Ich schaute aufs Log, zwei Knoten vor dem Komma, „wieso nicht“, na ja, es war spiegelglatte See, aber ein Blick nach oben machte alles klar. Der Mast war leicht nach vorne getrimmt und das fallende Profil unter der gebogenen Hochgaffel verdankten wir wohl mehr dem Eigengewicht des Segeltuchs als diesem schwachen Windhauch, aber es reichte. Offenbar war da ein Lüftchen in fünfzehn Metern Höhe, das uns eine sanfte Spur durch die äquatorialen Kalmen ziehen ließ. Dazwischen war noch das Adrenalin, das schnellste Frühstück, das unserer Evolution doch immer wieder lebhafte Abschnitte beschert: „Wo hast du Eisberge gesehen?“

„Wieso? Fahren wir unter Strom?“

„Ne, du kannst Kaffe kochen. Aber zeig mir erst den Eisberg.“

„Gleich, aber sag mir, wieso das Ding fährt.“

„Gleich WAS, wo ist der VERDAMMTE Eisberg?“ Es sind schon Wochen vergangen und manchmal dauert es Tage aber heute hatten wir in Sekunden einen Streit vom Zaun gebrochen,… bloß Ruhe, dachte ich, es kann gar keinen Eisberg geben, die Sonne verdampfte mit zielsicherer Nackenbeheizung jeden Gedanken daran. „Mach Kaffee, ich bleib solang´ am Ruder.“

„Du hast die Finger ja gar nicht am Ruder“ kam es schnippisch zurück und er zog offenbar eine Zigarette vor, „sag mir lieber, wie du fahren kannst, wir haben absolute Windstille. Wieso fährt das Ding?“

„Stimmt, der Passat ist irgendwann eingeschlafen aber wir sind auf dem anderen Bug weiter, da kommt doch ein Zug von backbord rüber, oder? Mach mich jetzt nicht verrückt“ drehte ich mich forsch um. Uli streckte die Kippe nach Süden und guckte hinterher oder drüber weg. Eine dünne Rauchfahne stieg wie im geschlossenen Raum in sanften Schlierfäden auf:

„Kein Wind, absolut kein Wind, wie fahren wir?“

„Kein Problem, die SEAFLY hat ja nur eine Tonne auf ihre zehn Meter, vielleicht zwei mit Deinem schweren Kopf, und da oben sind einige Quadratmeter Profil.“

„Du spinnst mir was vor.“

„Mach jetzt Kaffee, bevor ich Dir den Strom mit Vollgas aus den Akkus sauge, ab in die Kombüse.“

„Wie du willst, aber wenn das Ding hinsteht, dann bin ich nicht Schuld.“

„Mach sie meinetwegen leer, wir kriegen gleich Knallsonne hier und brauchen ihn vielleicht gar nicht heute.“

„Wen?“

„Den Strom, wir kriegen heute bestimmt fünfzig Ampère zehn Stunden lang. Sind wir jemals auf offener See mit Strom gefahren?“

„OK, OK, ich geh ja schon aber glauben tu ich nix mehr. Wahrscheinlich hast Du noch einen Scheißgasantrieb irgendwo eingebaut.“ Und bog sich den Niedergang wieder runter.

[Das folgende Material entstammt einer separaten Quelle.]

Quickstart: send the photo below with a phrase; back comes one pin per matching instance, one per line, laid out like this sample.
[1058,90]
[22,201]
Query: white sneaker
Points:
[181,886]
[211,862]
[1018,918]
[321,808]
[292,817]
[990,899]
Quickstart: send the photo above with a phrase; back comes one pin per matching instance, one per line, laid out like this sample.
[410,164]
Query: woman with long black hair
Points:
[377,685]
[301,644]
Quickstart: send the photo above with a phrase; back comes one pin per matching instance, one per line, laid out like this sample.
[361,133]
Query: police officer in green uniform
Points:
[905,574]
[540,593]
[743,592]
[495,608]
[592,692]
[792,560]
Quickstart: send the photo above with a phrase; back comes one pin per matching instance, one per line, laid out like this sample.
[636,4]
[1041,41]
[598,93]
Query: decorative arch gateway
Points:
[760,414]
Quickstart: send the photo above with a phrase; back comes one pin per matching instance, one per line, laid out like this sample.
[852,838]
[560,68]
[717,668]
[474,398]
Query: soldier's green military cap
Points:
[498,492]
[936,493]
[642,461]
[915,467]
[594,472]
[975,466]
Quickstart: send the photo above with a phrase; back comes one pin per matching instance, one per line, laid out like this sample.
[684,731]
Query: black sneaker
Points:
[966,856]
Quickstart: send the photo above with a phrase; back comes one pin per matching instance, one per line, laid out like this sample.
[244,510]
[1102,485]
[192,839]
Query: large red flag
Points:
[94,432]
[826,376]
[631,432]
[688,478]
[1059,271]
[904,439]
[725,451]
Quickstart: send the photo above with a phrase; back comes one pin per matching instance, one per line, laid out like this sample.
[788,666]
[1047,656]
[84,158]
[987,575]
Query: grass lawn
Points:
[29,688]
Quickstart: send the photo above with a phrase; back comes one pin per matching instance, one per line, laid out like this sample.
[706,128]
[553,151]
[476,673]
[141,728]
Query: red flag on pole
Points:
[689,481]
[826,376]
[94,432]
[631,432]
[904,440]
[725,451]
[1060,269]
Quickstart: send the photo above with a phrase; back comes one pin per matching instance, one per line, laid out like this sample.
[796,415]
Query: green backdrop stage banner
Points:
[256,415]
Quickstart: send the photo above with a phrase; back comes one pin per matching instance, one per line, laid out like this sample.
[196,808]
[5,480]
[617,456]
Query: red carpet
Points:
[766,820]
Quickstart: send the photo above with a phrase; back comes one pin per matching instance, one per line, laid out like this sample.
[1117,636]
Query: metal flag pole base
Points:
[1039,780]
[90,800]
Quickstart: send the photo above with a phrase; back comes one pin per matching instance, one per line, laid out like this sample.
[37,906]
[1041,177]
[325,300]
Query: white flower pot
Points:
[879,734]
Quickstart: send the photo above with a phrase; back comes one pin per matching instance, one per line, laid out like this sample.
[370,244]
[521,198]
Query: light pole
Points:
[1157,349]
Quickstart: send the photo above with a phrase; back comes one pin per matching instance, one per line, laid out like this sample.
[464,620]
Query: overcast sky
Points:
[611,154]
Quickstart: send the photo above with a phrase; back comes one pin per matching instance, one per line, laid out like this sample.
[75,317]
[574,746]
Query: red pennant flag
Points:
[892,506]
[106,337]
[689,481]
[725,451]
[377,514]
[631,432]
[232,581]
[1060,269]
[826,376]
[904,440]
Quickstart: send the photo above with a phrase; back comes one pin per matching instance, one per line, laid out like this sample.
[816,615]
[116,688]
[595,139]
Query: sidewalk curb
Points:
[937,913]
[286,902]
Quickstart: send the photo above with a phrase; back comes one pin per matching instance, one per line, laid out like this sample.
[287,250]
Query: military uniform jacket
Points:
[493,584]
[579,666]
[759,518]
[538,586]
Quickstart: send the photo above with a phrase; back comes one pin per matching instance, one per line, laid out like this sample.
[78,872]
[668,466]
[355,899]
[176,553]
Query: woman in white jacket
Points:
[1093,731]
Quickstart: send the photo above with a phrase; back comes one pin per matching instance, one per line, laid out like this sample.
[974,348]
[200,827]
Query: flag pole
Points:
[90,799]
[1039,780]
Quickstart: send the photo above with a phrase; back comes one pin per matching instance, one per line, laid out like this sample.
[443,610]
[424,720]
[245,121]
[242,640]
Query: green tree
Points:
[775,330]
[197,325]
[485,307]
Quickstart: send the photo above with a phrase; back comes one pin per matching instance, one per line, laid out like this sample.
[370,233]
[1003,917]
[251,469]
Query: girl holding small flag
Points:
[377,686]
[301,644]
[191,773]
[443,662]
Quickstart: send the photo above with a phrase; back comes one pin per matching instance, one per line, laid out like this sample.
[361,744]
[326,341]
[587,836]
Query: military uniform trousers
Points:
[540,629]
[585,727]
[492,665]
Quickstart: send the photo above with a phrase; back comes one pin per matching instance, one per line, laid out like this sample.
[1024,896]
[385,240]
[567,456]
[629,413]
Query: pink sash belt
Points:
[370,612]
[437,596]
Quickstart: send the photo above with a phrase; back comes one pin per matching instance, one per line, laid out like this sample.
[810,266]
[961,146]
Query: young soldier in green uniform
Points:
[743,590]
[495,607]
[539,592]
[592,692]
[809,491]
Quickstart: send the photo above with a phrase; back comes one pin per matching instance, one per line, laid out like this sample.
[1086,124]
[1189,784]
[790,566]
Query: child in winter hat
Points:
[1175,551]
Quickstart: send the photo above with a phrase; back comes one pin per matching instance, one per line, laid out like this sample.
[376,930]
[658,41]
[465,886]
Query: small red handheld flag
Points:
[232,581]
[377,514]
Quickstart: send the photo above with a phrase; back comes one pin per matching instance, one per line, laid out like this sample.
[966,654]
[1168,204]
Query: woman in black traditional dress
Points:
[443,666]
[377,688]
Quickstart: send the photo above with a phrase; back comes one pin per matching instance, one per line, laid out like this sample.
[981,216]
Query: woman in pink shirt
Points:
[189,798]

Ich musste lachen und hörte Ihn noch bruddeln:

„Vorgestern haben wir mit Faulgas einen Fisch gegrillt, warum sollen wir dann heute nicht ohne solche Errungenschaften fahren können?“

Der arme Kerl hatte mir nicht geglaubt, dass die von Günter umgebaute Espressobombe als Campingkocher fungieren kann, nein, er hatte mir einfach nicht glauben wollen, dass man sie unterwegs jederzeit mit seiner Notdurft füllen kann.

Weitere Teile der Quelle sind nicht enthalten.